Harriet Leander - finding beauty in waste

“I’M NOT a photographer really, I’m more of a painter,” Harriet Leander declares as she shows me round the photographs which comprise the greater portion of her new exhibition, Waste Beauty, at the Galway City Museum.

Yet the images along the wall emphatically refute her modest disclaimer. Leander’s astute eye and skilfully deployed lens create striking combinations of colour, texture, and form that are visually arresting and surprisingly beautiful.

I say ‘surprisingly’ because the subject matter seems a highly unlikely one in which to find any kind of beauty. These are images of the mountain of scrap metal on Galway docks. Through the alchemy of her art, Leander transforms these rusting, twisted piles of base metals, into aesthetic gold.

There is a dramatic interplay of colour in, for example, the way a vivid splash of orangey-red rust sets off the bright silvery gleam of a sheet of metal. It’s also worth noting that Leander has used hardly any artificial manipulation of colour to achieve these photographs’ effects. The textures and shapes are just as compelling as the colours, and the images often seem to take on the quality of abstract paintings.

Interestingly, over the two years or so during which Harriet was taking the photographs which have gone into this show, she was fascinated to discover similar patterns and shapes emerging from her prints as had previously defined her paintings.

There are a number of paintings in the exhibition and even though several predate the photographs, we can clearly detect a stylistic and thematic continuum running through all the work.

As Harriet herself remarks: “I started as a painter and have used oil as a medium for many years; abstract painting is what you don’t see but feel, and seeing abstract patterns in the rusty metal made me revise my ideas again, a healthy thing to do.

“I am not a photographer, but I used the camera as a tool.
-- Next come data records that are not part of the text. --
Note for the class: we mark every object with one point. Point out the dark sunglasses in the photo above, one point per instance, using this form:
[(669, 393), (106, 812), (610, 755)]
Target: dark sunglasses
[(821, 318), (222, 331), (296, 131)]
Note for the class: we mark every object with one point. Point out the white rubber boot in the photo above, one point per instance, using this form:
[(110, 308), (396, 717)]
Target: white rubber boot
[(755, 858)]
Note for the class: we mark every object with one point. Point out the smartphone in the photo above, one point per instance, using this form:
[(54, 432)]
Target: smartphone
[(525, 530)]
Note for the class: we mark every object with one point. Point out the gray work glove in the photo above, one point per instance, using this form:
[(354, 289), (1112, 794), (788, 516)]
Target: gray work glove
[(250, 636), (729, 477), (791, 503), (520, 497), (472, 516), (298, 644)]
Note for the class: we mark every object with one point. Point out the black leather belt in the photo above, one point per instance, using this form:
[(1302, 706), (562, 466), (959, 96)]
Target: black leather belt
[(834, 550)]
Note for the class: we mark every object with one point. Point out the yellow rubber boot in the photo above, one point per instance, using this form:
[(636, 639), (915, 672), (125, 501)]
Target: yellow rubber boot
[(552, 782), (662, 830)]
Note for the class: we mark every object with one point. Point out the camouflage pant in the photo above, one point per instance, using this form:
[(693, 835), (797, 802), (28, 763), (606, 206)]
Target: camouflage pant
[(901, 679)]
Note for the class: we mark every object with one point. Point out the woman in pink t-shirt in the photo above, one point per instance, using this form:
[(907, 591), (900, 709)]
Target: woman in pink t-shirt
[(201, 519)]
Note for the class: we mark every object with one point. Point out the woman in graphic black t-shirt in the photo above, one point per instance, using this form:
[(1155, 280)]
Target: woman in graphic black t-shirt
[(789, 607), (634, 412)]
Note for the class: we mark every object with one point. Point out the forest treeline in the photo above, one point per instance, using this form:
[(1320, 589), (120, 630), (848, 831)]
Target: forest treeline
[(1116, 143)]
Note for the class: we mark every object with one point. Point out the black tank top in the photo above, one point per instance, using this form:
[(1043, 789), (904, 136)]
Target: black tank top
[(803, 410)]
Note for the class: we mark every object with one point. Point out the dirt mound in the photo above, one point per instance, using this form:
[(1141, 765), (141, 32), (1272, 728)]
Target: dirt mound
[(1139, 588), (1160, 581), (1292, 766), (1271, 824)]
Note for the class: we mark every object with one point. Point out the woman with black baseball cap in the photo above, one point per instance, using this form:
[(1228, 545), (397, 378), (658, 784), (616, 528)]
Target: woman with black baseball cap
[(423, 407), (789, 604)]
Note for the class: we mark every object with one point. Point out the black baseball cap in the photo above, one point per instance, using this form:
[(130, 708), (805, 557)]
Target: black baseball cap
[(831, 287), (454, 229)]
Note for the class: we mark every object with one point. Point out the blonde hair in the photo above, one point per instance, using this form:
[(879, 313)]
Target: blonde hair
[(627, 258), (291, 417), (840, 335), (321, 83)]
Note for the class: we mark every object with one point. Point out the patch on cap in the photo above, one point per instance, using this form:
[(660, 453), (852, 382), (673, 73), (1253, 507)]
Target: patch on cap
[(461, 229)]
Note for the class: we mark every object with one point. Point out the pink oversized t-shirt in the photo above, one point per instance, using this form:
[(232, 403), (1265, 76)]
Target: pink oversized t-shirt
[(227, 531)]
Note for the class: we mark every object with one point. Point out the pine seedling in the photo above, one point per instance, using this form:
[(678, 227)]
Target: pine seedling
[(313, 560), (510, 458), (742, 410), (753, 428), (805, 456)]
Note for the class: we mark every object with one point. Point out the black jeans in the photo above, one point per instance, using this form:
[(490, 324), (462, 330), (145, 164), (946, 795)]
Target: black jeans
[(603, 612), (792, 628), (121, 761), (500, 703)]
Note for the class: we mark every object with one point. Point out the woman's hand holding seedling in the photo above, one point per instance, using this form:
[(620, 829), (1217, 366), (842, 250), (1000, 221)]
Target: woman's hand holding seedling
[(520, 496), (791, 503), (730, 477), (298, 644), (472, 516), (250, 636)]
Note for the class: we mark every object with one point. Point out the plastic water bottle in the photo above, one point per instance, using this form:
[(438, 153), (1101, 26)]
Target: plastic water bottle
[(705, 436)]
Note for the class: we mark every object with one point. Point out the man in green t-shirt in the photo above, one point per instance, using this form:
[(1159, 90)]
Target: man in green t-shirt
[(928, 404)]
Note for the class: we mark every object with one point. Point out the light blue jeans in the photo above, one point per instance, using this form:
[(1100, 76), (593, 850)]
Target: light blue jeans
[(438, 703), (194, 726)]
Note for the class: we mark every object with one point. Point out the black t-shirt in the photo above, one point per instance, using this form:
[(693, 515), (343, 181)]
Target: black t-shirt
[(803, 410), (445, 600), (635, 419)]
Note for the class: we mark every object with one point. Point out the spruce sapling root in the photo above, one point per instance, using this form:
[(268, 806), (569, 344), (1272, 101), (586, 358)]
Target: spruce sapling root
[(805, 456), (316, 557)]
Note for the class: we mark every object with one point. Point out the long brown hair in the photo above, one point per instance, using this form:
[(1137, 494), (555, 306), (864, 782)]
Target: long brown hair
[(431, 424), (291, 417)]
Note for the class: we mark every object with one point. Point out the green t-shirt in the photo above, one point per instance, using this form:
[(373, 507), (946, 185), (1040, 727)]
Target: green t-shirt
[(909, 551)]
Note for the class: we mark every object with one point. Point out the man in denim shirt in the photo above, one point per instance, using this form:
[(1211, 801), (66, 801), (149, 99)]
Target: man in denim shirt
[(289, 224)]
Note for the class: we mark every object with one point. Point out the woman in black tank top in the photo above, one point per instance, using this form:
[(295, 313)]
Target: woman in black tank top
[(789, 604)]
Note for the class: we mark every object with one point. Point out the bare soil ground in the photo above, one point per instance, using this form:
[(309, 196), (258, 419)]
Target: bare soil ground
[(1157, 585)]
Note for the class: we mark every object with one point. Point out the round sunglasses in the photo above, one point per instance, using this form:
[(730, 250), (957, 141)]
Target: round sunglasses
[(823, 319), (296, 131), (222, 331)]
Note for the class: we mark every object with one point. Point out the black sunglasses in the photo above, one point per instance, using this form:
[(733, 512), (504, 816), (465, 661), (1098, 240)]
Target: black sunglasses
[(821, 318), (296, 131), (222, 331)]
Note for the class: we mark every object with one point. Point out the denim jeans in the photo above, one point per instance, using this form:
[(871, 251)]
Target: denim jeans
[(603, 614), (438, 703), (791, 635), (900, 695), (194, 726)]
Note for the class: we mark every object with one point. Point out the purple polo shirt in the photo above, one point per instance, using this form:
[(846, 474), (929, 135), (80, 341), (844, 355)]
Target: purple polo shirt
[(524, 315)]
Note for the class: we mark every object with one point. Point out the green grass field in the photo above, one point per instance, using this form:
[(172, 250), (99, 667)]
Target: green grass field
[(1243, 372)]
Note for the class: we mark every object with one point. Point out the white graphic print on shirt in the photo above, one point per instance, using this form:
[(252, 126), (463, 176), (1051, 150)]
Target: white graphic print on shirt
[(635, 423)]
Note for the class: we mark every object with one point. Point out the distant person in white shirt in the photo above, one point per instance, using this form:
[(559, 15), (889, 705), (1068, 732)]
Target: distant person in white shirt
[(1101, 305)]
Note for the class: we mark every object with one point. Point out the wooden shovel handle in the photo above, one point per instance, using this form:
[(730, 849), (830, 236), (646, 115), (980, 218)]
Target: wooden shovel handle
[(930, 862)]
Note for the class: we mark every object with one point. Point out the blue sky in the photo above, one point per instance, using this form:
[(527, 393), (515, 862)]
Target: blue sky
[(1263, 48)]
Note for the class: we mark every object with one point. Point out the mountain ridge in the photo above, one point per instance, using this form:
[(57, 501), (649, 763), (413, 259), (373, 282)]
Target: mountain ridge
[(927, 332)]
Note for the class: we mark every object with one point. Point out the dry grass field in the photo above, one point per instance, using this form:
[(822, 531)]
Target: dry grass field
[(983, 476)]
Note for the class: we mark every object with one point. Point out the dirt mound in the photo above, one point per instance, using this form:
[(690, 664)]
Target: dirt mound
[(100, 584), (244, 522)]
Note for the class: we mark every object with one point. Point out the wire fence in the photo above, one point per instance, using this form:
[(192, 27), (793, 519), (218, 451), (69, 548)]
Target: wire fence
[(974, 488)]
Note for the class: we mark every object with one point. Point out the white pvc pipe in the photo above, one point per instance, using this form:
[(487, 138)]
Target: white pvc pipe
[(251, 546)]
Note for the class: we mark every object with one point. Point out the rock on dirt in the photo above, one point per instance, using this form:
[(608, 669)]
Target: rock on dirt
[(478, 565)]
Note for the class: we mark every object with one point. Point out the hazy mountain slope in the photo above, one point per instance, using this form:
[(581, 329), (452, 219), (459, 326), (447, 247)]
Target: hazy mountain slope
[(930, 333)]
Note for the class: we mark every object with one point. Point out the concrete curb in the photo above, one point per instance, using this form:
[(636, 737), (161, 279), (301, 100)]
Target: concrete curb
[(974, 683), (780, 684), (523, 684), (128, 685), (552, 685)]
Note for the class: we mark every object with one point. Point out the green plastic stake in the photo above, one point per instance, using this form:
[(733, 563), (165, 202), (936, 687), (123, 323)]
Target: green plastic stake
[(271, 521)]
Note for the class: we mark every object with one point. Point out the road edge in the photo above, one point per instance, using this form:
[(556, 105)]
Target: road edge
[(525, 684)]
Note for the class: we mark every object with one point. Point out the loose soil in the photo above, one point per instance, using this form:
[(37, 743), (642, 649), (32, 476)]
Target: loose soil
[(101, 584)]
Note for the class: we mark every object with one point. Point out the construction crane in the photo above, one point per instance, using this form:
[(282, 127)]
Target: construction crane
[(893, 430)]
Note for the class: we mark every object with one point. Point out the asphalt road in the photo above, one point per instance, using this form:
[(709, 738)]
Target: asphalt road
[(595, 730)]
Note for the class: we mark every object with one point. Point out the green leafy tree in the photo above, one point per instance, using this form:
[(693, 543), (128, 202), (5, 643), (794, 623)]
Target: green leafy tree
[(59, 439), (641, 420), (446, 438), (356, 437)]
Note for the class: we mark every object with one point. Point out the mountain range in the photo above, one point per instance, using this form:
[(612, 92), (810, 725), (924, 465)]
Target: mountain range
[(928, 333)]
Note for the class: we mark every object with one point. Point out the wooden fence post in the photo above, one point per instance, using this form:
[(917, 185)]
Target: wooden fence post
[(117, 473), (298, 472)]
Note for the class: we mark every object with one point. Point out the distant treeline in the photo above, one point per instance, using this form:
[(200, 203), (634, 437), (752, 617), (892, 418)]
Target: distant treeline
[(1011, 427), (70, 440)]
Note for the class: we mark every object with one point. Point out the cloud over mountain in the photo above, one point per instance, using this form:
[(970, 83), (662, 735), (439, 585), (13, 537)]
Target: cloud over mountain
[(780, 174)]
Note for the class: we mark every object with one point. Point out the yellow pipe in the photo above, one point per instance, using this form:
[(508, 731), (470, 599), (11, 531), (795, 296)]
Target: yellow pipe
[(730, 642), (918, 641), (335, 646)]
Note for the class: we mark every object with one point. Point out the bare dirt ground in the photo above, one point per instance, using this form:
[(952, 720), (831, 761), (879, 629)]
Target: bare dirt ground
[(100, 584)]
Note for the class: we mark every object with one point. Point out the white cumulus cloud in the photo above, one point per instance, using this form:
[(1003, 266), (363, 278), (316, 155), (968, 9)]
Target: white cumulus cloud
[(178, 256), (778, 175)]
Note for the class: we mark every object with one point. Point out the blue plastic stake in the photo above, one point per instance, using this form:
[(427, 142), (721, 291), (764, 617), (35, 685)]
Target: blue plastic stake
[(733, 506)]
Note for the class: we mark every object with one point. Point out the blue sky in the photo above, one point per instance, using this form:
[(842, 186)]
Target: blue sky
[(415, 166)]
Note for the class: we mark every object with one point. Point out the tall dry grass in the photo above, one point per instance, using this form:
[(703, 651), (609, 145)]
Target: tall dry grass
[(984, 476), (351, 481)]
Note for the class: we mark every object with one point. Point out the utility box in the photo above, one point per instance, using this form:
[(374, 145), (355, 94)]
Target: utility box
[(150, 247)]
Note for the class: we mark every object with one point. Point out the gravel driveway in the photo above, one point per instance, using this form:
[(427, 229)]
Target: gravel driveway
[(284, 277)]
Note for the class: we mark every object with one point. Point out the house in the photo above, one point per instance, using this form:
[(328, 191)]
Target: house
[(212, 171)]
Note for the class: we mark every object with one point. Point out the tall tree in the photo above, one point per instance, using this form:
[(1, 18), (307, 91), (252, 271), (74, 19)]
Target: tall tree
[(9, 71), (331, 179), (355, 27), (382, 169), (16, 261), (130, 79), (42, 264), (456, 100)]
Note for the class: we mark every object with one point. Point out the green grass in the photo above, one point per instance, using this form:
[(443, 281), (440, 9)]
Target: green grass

It led to a new vision and I enjoyed discovering the slow decay that gave my abstract painting a new meaning. Recycling and giving a new life to things seemed to be a solution at the same time as it made me think in a new creative way.”

The recycling element is present in a number of playful sculptures Leander has created from things like old Guinness cans and which serve to affirm her belief that art should have a fun side along with its aspirations to being ‘deep and meaningful’.

She also makes a point of acknowledging the considerable support she received from local businesses and private individuals whose contributions enabled her to meet the exhibition’s costs of over €2,000. In these straitened economic times such support is all the more welcome.

“Waste beauty is in the eye of the beholder,” Leander declares, and thanks to her artistic sensibility and skill, she enables viewers of the exhibition to share her perspective and behold that beauty for themselves.

The exhibition continues at the Galway City Museum until May 10.